Index    Book review

3:  No Accounting for Tax Havens

— Shedding light on darker practices — Working for an Open and Democratic Society

Association for Accountancy & Business Affairs 2002 ISBN 1 902384 06 7 £8.95

Written jointly by Austin Mitchell, MP; Prem Sikka, of the University of Essex; John Christensen, of Menas Associates Ltd, a political and economic consutants; Philip Morris, Lecturer in Business Law at Stirling University; and Steven Filling, Associate Professor of Accounting at California State University.

Its 68 pages examine the case for reform of the laws on tax havens, and the problems of obtaining it in face of the overwhelming power of influence on governments by Big Business. It estimates that the UK government could raise up to £85bn extra tax by ‘plugging the leakage of tax revenues to tax havens’, and that around one third of the World’s GDP passes through tax havens.

Many of these ‘off-shore’ tax havens are British Crown Territories, both promoted and defended by the UK government. While they have their own governments, they are ultimately under the jurisdiction of the UK government.

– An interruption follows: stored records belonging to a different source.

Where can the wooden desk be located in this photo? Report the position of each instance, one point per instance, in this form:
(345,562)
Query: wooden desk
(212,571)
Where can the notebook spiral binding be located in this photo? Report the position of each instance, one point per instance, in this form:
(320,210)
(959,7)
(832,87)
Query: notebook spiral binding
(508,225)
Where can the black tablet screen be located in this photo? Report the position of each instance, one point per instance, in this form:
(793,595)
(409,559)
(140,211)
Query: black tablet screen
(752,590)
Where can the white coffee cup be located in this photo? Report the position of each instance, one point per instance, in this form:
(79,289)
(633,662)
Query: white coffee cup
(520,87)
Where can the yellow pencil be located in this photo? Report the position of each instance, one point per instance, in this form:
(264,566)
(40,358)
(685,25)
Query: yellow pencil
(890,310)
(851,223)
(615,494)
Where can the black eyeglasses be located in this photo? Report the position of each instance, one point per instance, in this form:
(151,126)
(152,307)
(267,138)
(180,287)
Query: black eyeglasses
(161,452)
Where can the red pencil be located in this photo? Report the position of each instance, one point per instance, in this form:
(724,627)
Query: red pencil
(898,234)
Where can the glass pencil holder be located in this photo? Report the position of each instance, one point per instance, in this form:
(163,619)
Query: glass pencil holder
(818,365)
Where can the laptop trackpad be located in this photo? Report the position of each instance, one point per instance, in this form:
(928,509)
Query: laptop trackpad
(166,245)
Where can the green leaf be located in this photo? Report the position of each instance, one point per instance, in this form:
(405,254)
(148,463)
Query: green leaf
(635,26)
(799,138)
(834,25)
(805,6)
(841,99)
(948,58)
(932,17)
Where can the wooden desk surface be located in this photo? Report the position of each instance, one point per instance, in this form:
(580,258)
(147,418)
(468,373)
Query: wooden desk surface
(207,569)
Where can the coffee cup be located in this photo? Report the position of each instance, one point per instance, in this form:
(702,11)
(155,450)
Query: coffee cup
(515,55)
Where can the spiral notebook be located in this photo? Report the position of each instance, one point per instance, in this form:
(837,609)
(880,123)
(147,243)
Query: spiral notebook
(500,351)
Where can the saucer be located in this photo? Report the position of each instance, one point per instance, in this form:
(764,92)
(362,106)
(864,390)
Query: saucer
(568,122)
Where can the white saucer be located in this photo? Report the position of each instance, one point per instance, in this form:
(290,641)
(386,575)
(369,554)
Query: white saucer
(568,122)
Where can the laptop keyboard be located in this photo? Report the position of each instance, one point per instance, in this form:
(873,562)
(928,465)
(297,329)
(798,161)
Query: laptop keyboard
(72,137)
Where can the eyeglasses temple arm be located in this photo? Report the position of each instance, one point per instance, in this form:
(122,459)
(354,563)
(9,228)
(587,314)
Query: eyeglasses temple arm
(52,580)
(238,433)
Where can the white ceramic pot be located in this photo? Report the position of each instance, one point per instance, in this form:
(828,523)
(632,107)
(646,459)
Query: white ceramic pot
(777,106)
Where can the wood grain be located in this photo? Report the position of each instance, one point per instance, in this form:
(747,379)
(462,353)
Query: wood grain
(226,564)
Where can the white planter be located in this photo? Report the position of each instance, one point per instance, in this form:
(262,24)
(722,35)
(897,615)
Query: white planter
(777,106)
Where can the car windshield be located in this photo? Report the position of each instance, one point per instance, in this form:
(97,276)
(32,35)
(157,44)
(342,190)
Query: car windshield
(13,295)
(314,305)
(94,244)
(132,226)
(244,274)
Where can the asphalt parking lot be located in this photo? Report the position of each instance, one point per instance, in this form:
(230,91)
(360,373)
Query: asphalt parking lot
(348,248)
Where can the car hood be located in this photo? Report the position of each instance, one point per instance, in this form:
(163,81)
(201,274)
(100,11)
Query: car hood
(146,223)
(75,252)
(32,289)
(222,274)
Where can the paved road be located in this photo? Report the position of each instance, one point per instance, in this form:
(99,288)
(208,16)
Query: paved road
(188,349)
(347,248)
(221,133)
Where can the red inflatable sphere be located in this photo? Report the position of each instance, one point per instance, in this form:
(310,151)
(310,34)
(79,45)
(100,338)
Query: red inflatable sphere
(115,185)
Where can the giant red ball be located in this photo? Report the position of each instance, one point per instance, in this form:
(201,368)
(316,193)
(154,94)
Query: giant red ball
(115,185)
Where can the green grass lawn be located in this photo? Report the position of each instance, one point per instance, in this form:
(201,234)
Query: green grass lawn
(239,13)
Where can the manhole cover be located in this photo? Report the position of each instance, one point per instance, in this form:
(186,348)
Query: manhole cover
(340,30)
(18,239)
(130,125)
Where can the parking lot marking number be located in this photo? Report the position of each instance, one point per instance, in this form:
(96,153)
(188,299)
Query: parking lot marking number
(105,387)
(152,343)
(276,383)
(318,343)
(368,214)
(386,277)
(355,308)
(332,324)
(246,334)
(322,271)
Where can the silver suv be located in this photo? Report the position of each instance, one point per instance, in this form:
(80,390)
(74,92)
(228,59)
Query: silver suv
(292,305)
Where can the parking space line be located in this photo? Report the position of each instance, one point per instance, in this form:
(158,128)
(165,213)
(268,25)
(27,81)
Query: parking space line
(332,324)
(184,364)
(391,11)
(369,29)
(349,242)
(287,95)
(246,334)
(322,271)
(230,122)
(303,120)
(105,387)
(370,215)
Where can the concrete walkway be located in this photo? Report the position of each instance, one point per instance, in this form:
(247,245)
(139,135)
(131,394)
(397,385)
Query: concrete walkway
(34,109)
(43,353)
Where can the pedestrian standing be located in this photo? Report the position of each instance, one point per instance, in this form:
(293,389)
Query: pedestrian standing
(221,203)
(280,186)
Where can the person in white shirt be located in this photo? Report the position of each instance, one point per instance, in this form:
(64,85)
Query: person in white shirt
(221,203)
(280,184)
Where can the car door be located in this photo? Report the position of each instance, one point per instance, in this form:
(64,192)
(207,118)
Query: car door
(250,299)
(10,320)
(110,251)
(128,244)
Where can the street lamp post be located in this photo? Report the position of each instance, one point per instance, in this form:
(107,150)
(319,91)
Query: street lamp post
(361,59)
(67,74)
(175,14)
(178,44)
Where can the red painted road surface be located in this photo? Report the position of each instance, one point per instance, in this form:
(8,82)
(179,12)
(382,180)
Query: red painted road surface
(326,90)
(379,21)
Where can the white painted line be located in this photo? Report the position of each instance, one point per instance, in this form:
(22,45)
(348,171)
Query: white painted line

The book focuses in particular on the example of Jersey, population 87 000 and 45 minutes flight from the UK mainland, and ‘home to some £400bn of footloose capital’, detailing its astoundingly undemocratic, not to say corrupt constitution, with effectively a single ‘political party’: Big Business, which effectively writes its laws for its own benefit. As a result, its laws favour the ‘offshore’ companies registered there, at the expense of its resident population. It illustrates the influence on the UK government of these same business interests in preserving the situation and resisting pressures for reform, from the OECD and others.

The authors end by noting that the social cost of tax havens is already too great, and urging that ‘we should all ensure that these fiddle factories of tax havens are brought to the attention of friends and neighbours to ensure that the trade of tax havens is given visibility in the press and political circles.’

This seems to be a topic missing from the Green Party’s Manifesto. Anyone care to draft a policy on it? This book would form a good starting point.